Revealing the performance of bio-MOFs for adsorption-based uremic toxin separation using molecular simulations

Abstract

Recently, adsorption-based separation methods have been used to remove uremic toxins from the blood of chronic kidney patients. Among the porous adsorbents, metal organic frameworks (MOFs) are recognized as potential materials due to their highly porous and tuneable structures. In this work, as a first time in the literature, we assess adsorption-based uremic toxin separation performance of 315 bio-compatible MOFs (bio-MOFs) by performing atomically-detailed simulations. We first identified hydrophobic bio-MOFs and then computed creatinine, urea, and water uptakes in these bio-MOFs by performing grand canonical Monte Carlo (GCMC) at 310 K and 1 bar. Results showed that several bio-MOFs outperform traditional adsorbents such as zeolites, activated carbons, zeolite-polymer composite nanofibers and polymers in terms of creatinine and urea uptakes.
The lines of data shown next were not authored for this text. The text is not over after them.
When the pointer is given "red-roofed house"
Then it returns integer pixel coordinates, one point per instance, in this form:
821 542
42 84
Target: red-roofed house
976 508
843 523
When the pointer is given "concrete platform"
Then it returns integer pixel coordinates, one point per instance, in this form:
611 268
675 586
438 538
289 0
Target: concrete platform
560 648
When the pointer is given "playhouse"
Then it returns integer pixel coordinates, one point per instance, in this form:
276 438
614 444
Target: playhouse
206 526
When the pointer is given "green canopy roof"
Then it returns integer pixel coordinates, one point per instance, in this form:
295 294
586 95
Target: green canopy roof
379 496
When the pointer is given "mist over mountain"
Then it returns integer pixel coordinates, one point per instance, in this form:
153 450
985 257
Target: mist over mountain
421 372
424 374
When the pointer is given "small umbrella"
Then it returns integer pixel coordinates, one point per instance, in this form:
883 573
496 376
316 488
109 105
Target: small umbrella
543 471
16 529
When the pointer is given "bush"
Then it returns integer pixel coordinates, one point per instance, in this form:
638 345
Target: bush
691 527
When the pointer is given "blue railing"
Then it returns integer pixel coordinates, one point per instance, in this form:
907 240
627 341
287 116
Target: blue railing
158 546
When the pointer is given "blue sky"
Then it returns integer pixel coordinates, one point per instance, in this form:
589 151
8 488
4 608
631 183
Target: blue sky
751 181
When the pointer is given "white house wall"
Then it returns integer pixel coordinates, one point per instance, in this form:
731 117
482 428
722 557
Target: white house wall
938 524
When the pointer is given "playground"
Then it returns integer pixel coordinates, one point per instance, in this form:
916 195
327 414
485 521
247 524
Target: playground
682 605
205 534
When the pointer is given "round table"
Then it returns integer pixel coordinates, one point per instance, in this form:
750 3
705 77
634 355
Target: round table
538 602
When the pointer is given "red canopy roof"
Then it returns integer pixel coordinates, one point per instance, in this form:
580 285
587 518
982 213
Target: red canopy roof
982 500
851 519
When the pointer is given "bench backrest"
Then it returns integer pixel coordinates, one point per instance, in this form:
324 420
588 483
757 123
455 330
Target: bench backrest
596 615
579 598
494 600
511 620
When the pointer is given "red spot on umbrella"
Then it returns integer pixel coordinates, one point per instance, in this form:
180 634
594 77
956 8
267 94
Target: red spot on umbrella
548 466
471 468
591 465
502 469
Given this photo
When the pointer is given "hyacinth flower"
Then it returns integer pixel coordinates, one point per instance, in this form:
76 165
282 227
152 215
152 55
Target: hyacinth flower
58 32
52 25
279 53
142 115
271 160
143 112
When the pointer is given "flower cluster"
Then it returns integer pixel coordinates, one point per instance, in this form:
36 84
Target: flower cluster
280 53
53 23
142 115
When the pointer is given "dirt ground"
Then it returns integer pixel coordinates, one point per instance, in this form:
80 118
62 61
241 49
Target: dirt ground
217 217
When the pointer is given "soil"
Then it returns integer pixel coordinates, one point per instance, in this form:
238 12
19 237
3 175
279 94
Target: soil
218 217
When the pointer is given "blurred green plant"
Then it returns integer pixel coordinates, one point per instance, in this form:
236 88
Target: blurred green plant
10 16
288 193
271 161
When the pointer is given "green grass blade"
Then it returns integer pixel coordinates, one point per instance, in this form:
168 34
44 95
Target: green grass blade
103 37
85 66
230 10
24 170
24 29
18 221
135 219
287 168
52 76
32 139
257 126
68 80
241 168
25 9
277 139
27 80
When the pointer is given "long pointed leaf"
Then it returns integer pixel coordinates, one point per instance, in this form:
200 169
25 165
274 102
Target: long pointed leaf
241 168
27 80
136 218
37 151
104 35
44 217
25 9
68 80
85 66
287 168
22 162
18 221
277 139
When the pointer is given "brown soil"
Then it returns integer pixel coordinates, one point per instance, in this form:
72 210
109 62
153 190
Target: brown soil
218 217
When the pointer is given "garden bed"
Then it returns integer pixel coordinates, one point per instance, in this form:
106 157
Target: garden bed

We also examined multi-component adsorption of uremic toxins in bio-MOFs at 310 K considering different bulk compositions of uremic toxins in water. The amount of adsorbed water in bio-MOFs slightly increased due to hydrogen bonds formed between the atoms of uremic toxins and water whereas the amount of adsorbed urea was significantly decreased due to competition between uremic toxins for the same adsorption sites. Overall, adenine-based bio-MOFs including bio-MOF-11 (YUVSUE), bio-MOF-12 (BEYSEF) and a dicyanamide based MOF, KEXDIB were found to be promising candidates for both urea/water and creatinine/water separations. Our results will be useful for the development of high-performance bio-MOF adsorbents for uremic toxin separation.